Rik Loose -The unconscious is not non-conscious
Neuroscience appears to be grappling with very similar questions to those that preoccupy us in psychoanalysis: “Trinity research sheds light on the workings of the unconscious brain”; Prof Lorina Naci, a lead researcher working with people in persistent vegetative states, says “perhaps a first step to understanding consciousness is to define what it is not” and to “discover how the human brain gives rise to consciousness”. But the unconscious explored by these researchers is a very different one to that conceptualised by Freud and Lacan: “Long live the cognitive unconscious where the unconscious is reduced to what neither Freud nor Lacan wanted it to be: the non-conscious processes” (Yves Vanderveken PIPOL 9)
Science is very optimistic and with good reason, there has been extraordinary development across the natural and indeed many of the human sciences and significant progress in terms of understanding and mapping of the brain. However, our understanding of psychopathology has not kept pace. Pierre Pichot, professor in psychiatry, founder member of the Association for European Psychiatry and neuroscientist, said: “The work done by neuroscientists is extremely impressive. I don’t dispute that, but until now very little comes out of it in psychiatry in terms of concrete clinical applications”.
The scientific history of neurology and psychiatry depicts repeated failed attempts to identify the biological underpinnings of psychopathological disorders, forcing psychiatry and clinical psychology to rely on nosological systems presumed to correspond to clinical reality in a clear and unambiguous way. These systems provide an illusion of control over something that is largely unknown. Moreover, it is an illusion as labels never correspond unequivocally to an empirical reality. Language is equivocal and labels do not correspond perfectly to a clinical real. Therefore the ideal of establishing an adequate categorical system that is objective is difficult to realise. Furthermore, every symbolic system, including science, contains a hole which, in fact, allows it to function. Therefore, no epistemology will ever reach the “thing”. Every scientific system is based on a lack that drives the system forward to accumulate knowledge. So with every subsequent step another question or object of study arises. Human knowledge follows the logic of the not-All. This logic tends to foreground the relationship between the scientist as subject and his or her object of study. Every progressive step in scientific research does not necessarily halt the retreat of its ultimate object. This latter is the total conquest of the real through rendering it transparent. Here a problem emerges: the further the object of science retreats the more the subject of science steps forward.
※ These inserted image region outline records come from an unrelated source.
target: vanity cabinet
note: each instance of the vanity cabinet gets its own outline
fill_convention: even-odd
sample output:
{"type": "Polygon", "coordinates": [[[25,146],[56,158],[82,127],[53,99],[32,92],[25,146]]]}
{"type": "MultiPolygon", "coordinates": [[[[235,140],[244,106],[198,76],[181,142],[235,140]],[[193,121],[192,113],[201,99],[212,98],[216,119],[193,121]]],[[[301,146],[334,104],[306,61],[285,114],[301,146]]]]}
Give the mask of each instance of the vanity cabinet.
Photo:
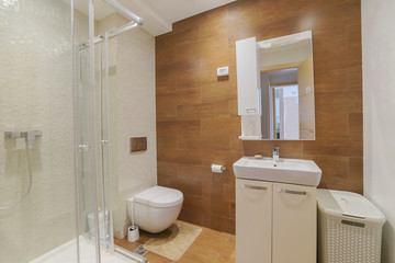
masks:
{"type": "Polygon", "coordinates": [[[271,262],[273,184],[236,179],[236,262],[271,262]]]}
{"type": "Polygon", "coordinates": [[[236,179],[236,263],[315,263],[316,187],[236,179]]]}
This situation is of course antithetical to the ideal of scientific objectivity. A remark by John Hughes, professor of Neuropharmacology at Cambridge University, might serve as an illustration of this problem:
“You know you have to be convinced, you really have got to be convinced in science that you are right. The business about the impartial scientist assembling facts in order to disprove a hypothesis is absolutely balderdash. Karl Popper could never have been further from the truth. You have got to be convinced. Yes, and I think most scientists are deluded”.
This statement strongly echoes Heidegger’s notion of modern physics: “Modern physics is not experimental physics because it uses experimental devices in its questioning of nature. Rather the reverse is true. Because physics, already as pure theory, requests nature to manifest itself in terms of predictable forces it sets up experiments precisely for the sole purpose of asking whether and how nature follows the scheme preconceived by science”.
What is implied here is that nature has to comply with the desire of the scientist. This does not sit well with the imperative of objectivity. The officially stated position of the DSM V taskforce is that the disorders described by the classification system have their roots in neurobiological entities, despite there being no biological tests to test the diagnostic categories and that as yet researchers have been unable to identify biological causes for the disorders listed in the DSM. However, some researchers in the field of psychopathology remain optimistic. Herbert Pardes, one of America’s leading psychiatrists, former chair of Columbia University’s Department of Psychiatry, former president of the American Psychiatric Association and former director of the National Institute of Mental Health, said in an interview that we need the DSM to understand modern psychiatry, implying that these biological causes will eventually be found. What can account for this conviction, this optimism? It would appear that science has abandoned one of its key principles.